That's true for inlining and tailcall, but not hot/cold, since it can make cleanups execute earlier than expected rather than later. This happens if: (1) some chunk of the function is extracted into a separate function; (2) the chunk contains a call to defer; and (3) some code which is not in the extracted chunk, but executes after it, expects the cleanup to not have run yet. See this example:
https://gcc.godbolt.org/z/1ro1z6
To be fair, Clang does not enable this optimization by default, and it might get replaced by a different implementation of hot-cold splitting [1] which happens to not suffer from this issue (because it operates later in the pipeline, essentially splitting blocks at the assembly level rather than the IR level).
On the other hand, GCC does enable a form of hot-cold splitting by default, via -fpartial-inlining, but it's limited to splitting out suffixes of the function (i.e. regions starting somewhere in the function and including everything in the function that can be executed from then on), rather than arbitrary regions. Therefore, it can't run into the problematic case where non-extracted code runs after extracted code. Still, this is just an implementation limitation that could be lifted in the future.

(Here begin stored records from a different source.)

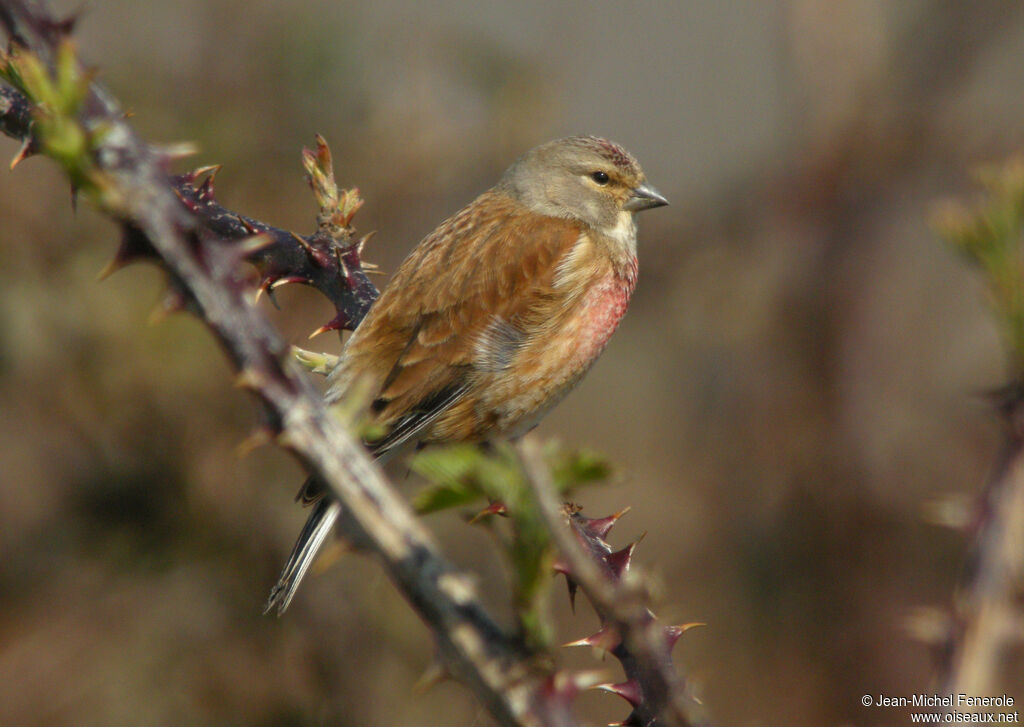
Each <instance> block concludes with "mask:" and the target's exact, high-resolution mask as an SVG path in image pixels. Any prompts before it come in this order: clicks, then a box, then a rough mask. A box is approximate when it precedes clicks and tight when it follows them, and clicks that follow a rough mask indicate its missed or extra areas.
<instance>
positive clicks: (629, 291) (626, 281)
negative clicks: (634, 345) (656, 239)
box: [573, 260, 637, 367]
mask: <svg viewBox="0 0 1024 727" xmlns="http://www.w3.org/2000/svg"><path fill="white" fill-rule="evenodd" d="M636 281H637V268H636V260H634V261H633V264H632V265H631V266H630V268H628V269H627V270H626V272H625V274H623V273H621V272H611V273H609V274H608V275H606V276H605V277H604V279H603V280H602V281H600V282H598V283H597V284H595V285H594V286H592V287H591V289H590V290H589V291H588V292H587V294H586V297H585V299H584V302H583V305H582V306H581V310H580V317H579V318H578V322H577V326H578V327H579V328H578V332H577V335H575V336H573V338H574V339H575V341H577V342H578V344H579V345H578V347H577V350H575V355H574V356H573V357H574V358H575V363H577V365H578V366H583V367H587V366H589V365H590V363H592V362H593V361H594V359H595V358H597V357H598V356H599V355H600V354H601V351H603V350H604V347H605V346H606V345H608V340H609V339H610V338H611V334H613V333H614V332H615V329H616V328H617V327H618V322H620V320H622V319H623V315H625V314H626V308H627V307H628V306H629V303H630V297H631V296H632V295H633V289H634V288H636Z"/></svg>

> I like the gc() macro because it can be used in expressions. I find __attribute__((__cleanup__)) unpleasant since it has strong opinions about how variables and cleanup functions need to be declared.
Fair enough; I do agree on that point. (I wish GCC had a way to either use attribute cleanup with C99 compound literals, or somehow declare variables that live within statement expressions as having their lifetime extended to a surrounding block… Maybe what I really want is a better macro system. Or the native `defer` feature proposed here, but I doubt that will ever happen.)